Riad Sattouf, auteur de bandes dessinées, chroniqueur régulier de Charlie Hebdo et réalisateur des Beaux gosses (2009), revient au cinéma avec une comédie potache qui renverse le système de domination patriarcal dans un contexte dictatorial imaginaire (le royaume de Bubune) dirigé par les femmes, où les hommes – voilés – n’ont qu’une fonction reproductrice. Jacky (Vincent Lacoste, ex-beau gosse), « gueusard » épris de la Colonelle (Charlotte Gainsbourg), l’héritière du royaume, cherche une invitation pour participer à la grande Bubunerie, le bal où se pressent tous les célibataires, « grands couillons » potentiels en attente d’une union royale, tandis que le meilleur ami de son père Julin (Michel Hazanavicius) est pourchassé pour ses activités dissidentes.
Si le film de Sattouf peut être perçu comme un apologue burlesque tournant en dérision les systèmes totalitaires, l’oppression masculine et les polémiques autour du genre, force est de reconnaître que son récit et ses procédés renforcent plutôt les dysfonctionnements propres aux représentations des femmes, d’autant plus amplifiés qu’ils sont prétexte à un déferlement comique établi au détriment de celles-ci.

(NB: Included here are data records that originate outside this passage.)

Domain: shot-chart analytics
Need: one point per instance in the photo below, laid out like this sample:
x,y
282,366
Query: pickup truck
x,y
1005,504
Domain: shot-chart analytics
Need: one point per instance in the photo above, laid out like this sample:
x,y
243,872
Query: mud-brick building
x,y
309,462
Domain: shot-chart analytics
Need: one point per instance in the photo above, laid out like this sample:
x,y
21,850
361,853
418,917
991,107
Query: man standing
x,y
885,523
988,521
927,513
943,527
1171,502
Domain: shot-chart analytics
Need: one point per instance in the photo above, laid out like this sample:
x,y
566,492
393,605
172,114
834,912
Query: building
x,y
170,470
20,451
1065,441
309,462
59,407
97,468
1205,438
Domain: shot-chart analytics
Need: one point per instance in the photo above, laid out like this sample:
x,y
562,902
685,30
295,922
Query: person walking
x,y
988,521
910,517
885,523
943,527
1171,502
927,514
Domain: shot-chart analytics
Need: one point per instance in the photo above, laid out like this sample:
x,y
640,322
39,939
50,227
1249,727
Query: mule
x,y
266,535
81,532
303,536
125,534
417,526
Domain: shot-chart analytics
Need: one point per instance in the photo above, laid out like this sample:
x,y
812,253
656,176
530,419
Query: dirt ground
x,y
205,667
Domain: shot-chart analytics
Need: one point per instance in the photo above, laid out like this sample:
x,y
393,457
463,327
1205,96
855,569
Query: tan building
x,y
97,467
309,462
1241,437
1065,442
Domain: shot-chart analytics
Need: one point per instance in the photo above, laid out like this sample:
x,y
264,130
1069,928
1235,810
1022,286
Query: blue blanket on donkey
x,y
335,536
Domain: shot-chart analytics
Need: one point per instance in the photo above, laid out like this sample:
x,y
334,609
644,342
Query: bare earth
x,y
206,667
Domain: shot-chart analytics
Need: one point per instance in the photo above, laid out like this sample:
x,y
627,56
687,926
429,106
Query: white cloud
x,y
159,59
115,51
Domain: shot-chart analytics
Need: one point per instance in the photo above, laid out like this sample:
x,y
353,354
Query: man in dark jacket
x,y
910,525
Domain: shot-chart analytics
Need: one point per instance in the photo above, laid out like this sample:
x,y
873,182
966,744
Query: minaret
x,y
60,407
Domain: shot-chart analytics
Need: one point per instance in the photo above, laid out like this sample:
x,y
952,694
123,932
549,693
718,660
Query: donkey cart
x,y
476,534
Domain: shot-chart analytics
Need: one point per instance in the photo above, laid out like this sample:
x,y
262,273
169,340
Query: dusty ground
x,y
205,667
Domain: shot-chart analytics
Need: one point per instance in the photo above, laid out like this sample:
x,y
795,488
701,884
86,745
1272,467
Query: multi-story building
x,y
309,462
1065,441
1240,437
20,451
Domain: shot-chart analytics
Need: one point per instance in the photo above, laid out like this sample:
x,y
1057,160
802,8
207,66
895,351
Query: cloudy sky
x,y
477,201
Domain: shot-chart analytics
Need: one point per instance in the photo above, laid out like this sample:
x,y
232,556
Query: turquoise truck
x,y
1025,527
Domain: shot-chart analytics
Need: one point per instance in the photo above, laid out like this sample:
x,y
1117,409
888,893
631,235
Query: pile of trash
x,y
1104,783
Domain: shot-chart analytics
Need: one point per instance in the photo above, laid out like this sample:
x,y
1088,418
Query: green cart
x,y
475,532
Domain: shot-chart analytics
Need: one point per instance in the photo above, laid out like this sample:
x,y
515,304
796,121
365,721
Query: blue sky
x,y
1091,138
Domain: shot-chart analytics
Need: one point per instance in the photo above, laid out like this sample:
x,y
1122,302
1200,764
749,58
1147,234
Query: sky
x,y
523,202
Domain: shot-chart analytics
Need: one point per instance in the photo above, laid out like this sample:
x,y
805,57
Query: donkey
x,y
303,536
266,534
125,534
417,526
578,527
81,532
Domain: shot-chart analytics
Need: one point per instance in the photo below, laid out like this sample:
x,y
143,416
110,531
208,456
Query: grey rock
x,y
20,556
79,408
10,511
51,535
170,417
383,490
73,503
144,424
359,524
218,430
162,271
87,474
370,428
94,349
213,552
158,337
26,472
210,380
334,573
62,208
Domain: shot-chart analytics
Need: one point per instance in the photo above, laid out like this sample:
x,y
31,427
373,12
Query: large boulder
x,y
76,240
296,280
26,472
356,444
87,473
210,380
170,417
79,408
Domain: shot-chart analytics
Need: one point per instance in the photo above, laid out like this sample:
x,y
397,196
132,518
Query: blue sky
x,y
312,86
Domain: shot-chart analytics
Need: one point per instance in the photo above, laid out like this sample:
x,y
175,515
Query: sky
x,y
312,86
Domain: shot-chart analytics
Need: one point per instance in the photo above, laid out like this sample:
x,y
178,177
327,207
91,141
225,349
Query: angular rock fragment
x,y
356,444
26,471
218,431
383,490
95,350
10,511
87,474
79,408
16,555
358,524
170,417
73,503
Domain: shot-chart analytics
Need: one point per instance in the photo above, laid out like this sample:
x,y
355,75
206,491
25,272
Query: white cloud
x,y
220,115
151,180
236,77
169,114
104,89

À travers cet article, nous verrons en quoi ce comique rend la charge corrosive du film inopérante en étudiant successivement le renversement des rôles sexuels qui en constitue sa fable, ses limites, et la manière dont le film assume d’autant plus sa misogynie qu’il la convertit en homophilie, c’est-à-dire la célébration d’une complicité masculine – qui débouche ici sur l’amour – et à l’exclusion de toute autre forme d’entente.

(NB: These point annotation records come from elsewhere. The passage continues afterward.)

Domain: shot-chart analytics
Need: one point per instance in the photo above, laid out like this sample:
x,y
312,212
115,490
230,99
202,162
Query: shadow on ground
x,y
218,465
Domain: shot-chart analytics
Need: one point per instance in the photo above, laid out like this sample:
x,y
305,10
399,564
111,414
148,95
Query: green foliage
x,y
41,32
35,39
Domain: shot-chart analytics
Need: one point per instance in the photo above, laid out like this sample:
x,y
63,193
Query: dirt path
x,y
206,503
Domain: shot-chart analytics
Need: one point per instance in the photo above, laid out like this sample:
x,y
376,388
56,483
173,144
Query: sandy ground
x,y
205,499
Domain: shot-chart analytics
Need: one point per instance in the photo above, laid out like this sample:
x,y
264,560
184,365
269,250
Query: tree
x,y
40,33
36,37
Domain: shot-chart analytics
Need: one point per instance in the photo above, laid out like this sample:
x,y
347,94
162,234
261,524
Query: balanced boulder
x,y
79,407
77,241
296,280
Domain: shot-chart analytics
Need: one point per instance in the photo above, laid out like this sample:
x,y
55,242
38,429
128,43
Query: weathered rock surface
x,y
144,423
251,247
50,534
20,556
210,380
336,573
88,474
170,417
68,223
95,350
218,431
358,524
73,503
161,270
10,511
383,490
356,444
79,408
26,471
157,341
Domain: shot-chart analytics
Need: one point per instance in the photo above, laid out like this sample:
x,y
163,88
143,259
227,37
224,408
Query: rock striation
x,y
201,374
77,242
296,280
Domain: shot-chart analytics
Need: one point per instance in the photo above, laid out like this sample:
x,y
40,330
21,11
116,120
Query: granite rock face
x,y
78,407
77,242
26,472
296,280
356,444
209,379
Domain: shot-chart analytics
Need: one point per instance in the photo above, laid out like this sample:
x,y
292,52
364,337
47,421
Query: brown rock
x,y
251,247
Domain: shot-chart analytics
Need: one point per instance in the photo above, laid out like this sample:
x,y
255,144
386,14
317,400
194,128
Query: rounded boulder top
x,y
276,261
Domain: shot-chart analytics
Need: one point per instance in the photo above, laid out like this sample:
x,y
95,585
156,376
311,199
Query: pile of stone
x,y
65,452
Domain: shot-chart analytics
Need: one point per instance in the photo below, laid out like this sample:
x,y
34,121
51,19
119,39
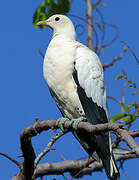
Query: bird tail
x,y
110,165
111,168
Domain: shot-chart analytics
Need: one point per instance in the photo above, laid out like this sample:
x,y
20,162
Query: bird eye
x,y
57,19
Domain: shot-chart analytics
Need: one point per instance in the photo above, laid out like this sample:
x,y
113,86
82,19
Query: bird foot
x,y
60,123
75,122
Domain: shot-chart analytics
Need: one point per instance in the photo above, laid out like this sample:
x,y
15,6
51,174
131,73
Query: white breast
x,y
58,68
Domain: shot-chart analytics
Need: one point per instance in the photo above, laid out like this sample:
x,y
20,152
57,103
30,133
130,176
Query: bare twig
x,y
114,99
117,58
75,166
124,90
11,159
96,4
115,37
131,51
29,156
48,147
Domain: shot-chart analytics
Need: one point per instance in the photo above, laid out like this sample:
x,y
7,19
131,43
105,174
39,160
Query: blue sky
x,y
24,94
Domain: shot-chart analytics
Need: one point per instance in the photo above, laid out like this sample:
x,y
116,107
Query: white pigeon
x,y
74,75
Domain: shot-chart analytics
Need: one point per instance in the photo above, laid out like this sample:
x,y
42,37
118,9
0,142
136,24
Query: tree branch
x,y
27,170
75,166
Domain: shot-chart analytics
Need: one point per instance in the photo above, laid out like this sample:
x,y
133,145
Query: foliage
x,y
49,8
132,109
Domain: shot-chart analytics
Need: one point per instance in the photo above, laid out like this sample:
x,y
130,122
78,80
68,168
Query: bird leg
x,y
60,123
75,122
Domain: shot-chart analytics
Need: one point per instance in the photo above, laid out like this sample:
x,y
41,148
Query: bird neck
x,y
68,32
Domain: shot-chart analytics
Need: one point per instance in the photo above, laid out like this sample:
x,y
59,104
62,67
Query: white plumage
x,y
74,75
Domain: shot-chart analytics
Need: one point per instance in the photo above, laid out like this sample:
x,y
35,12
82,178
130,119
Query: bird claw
x,y
60,123
75,122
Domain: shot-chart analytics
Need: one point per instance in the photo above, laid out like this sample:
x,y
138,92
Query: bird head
x,y
60,24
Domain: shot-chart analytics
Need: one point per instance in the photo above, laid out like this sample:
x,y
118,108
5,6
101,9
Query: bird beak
x,y
44,23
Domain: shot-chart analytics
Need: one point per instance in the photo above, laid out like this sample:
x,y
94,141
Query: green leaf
x,y
49,8
126,108
129,119
117,117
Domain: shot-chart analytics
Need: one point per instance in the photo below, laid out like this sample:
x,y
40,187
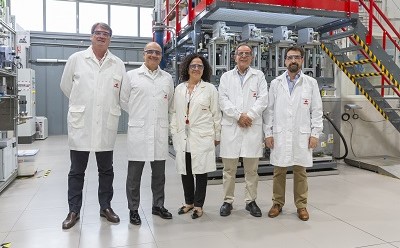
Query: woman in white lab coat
x,y
195,128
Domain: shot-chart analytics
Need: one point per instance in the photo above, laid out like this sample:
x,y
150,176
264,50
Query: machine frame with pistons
x,y
214,27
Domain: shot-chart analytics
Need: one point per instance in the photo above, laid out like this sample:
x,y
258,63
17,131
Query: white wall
x,y
369,138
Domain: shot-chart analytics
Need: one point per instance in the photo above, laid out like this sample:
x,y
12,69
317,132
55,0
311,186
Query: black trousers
x,y
76,177
194,195
134,177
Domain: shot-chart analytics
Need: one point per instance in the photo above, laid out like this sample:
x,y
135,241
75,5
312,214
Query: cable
x,y
358,117
351,139
341,136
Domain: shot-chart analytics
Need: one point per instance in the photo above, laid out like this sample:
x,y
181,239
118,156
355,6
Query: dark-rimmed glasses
x,y
102,33
296,57
153,52
244,54
196,67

Le renversement des rôles sexuels
Le royaume de Bubune se présente comme un condensé de tous les régimes totalitaires. La cité est composée de hautes tours bétonnées et sa périphérie de petits pavillons grisâtres, agencés d’une manière qui rappelle, entre autres, le bloc soviétique.
Exclusivement nourri d’une bouillie littéralement déversée par le robinet, chaque foyer de « gueusards » se compose d’une matriarche portant l’uniforme, d’un époux revêtu d’une tunique couvrant tout le corps (qui rappelle la burqa et que je désignerai par ce terme), assurant les tâches domestiques, et de leur progéniture, genrée de façon identique. Le choix des costumes est très éloquent sur la place de la séduction selon qu’on parle des femmes ou des hommes : alors que l’uniforme militaire endossé par les femmes leur confère une réelle (f)rigidité de corps et d’esprit (ce qui suggère une masculinité défectueuse et malsaine, tout en convoquant un fétichisme « cuir » lié au nazisme), la longue tunique des hommes – qui les apparente à des musulmans – les prive de liberté, mais rend leur gaucherie infantile et sympathique. La charge satirique plaquée sur ce vêtement mine le potentiel viril des hommes dans un élan à la fois sexiste et islamophobe. Par opposition à ce modèle, les petites filles, élevées dans le mépris des hommes, se retrouvent en grappe à la sortie de l’école, dont les garçons sont privés, et prennent un malin plaisir à railler leur sensiblerie. Une fois adultes, elles se partagent entre une activité professionnelle à temps plein et des virées en moto dans la ville, tout en assurant le rôle de chef de famille. Cette première inversion, qui pose les fondations d’un monde fantaisiste, semble mettre en place une satire efficace des rapports sociaux de sexe qui procurerait aux spectateurs l’impression d’être « gentiment maltraités », et aux spectatrices un sentiment de revanche. Le choix de la burqa va clairement dans le sens de cette « compensation » en ce qu’elle devient ici le symbole ultime de la servitude. Or très rapidement, le film se montre inapte à suivre jusqu’au bout sa logique « subversive », fondée sur des préjugés racistes.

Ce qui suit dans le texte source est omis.